Kemi Seba reste en prison : la justice sud-africaine reporte sa décision au 18 juin
Maintenu en détention en Afrique du Sud, Kemi Seba devra encore patienter avant de connaître son sort. Le tribunal de Pretoria a reporté au 18 juin sa décision sur sa demande de liberté sous caution, tandis que la procédure d’extradition vers le Bénin doit débuter le 14 juillet.

L’avenir judiciaire du militant panafricaniste suspendu à deux échéances décisives
L’activiste panafricaniste Kemi Seba continue de faire face à une situation judiciaire particulièrement délicate en Afrique du Sud. Ce lundi 8 juin 2026, le tribunal de Pretoria a décidé de reporter au 18 juin prochain sa décision concernant sa demande de mise en liberté sous caution, prolongeant ainsi son maintien en détention.

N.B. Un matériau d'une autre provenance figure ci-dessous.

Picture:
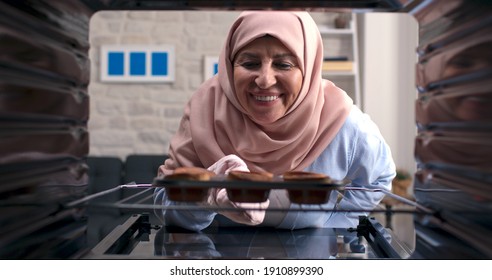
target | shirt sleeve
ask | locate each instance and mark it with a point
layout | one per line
(370, 168)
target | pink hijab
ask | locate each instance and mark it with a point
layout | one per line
(215, 124)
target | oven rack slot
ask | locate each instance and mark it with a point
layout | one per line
(135, 202)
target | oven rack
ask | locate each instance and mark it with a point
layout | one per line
(145, 193)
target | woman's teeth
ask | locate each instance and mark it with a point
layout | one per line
(266, 98)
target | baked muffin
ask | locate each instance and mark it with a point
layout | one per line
(253, 193)
(306, 194)
(189, 193)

Cette nouvelle étape judiciaire intervient dans un contexte de fortes tensions autour de l’affaire qui oppose le militant aux autorités béninoises, lesquelles réclament son extradition pour répondre à de graves accusations liées à une présumée implication dans une tentative de coup d’État.

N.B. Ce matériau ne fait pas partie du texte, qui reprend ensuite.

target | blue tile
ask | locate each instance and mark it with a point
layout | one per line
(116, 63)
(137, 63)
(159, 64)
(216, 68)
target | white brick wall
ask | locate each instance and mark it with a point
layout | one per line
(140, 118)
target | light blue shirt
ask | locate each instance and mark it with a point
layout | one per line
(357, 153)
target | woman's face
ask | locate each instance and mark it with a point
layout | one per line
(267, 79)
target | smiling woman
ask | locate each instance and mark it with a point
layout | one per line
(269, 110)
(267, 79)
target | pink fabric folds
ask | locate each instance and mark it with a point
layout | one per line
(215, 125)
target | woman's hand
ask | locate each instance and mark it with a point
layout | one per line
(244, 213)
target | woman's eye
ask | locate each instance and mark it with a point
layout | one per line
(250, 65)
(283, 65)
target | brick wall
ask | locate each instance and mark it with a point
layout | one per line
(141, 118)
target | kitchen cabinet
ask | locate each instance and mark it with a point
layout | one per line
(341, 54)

Le parquet sud-africain s’oppose à sa libération
Lors de l’audience tenue à Pretoria, les représentants du parquet sud-africain ont réaffirmé leur opposition à toute remise en liberté provisoire de Kemi Seba.
Selon les autorités judiciaires, le risque de fuite demeure particulièrement élevé. Elles rappellent notamment que l’activiste a été interpellé alors qu’il tentait de franchir clandestinement la frontière entre l’Afrique du Sud et le Zimbabwe, un élément qui pèse lourdement dans l’appréciation du dossier par la justice.
En conséquence, Kemi Seba restera détenu au moins jusqu’au 18 juin, date à laquelle le juge rendra sa décision concernant sa demande de liberté sous caution.
Le sort de ses coaccusés également en suspens
Cette affaire ne concerne pas uniquement le célèbre militant panafricaniste. Son fils âgé de 18 ans ainsi que le militant afrikaner François van der Merwe, arrêtés en même temps que lui, demeurent eux aussi dans l’attente des décisions judiciaires à venir.
Leur avenir immédiat dépend étroitement de l’évolution de la procédure en cours devant les tribunaux sud-africains.
Deux dates qui pourraient changer le cours de l’affaire
Les prochaines semaines s’annoncent déterminantes pour Kemi Seba.
Le 18 juin 2026, la justice sud-africaine devra se prononcer sur sa demande de mise en liberté provisoire. Cette décision pourrait soit lui permettre de retrouver temporairement sa liberté, soit confirmer son maintien en détention jusqu’à l’ouverture des audiences relatives à son extradition.
Une autre date retient particulièrement l’attention des observateurs : le 14 juillet 2026. Ce jour-là débutera officiellement l’examen de la demande d’extradition formulée par le Bénin.
Une extradition au cœur des débats
Les autorités béninoises ont émis un mandat d’arrêt international contre Kemi Seba. Elles l’accusent d’avoir soutenu une tentative de coup d’État qui aurait visé les institutions béninoises en décembre 2025.
De son côté, l’activiste rejette catégoriquement ces accusations. Il affirme être la cible d’une persécution politique en raison de ses positions critiques envers le pouvoir béninois.
Kemi Seba soutient également que son retour forcé au Bénin mettrait sa sécurité personnelle en danger, argument qui constitue l’un des principaux fondements de sa défense devant les juridictions sud-africaines.
Une affaire suivie à travers toute l’Afrique
Au-delà du simple cadre judiciaire, l’affaire Kemi Seba suscite un vif intérêt dans plusieurs pays africains. Ses partisans dénoncent ce qu’ils considèrent comme une instrumentalisation politique de la justice, tandis que ses détracteurs estiment que les accusations portées contre lui doivent être examinées dans le respect des procédures légales.
Les décisions attendues les 18 juin et 14 juillet prochains pourraient ainsi avoir des répercussions bien au-delà des frontières sud-africaines, tant sur le plan politique que diplomatique.
D’ici là, Kemi Seba demeure détenu en Afrique du Sud, dans l’attente d’un verdict qui pourrait déterminer l’avenir de son combat politique et personnel.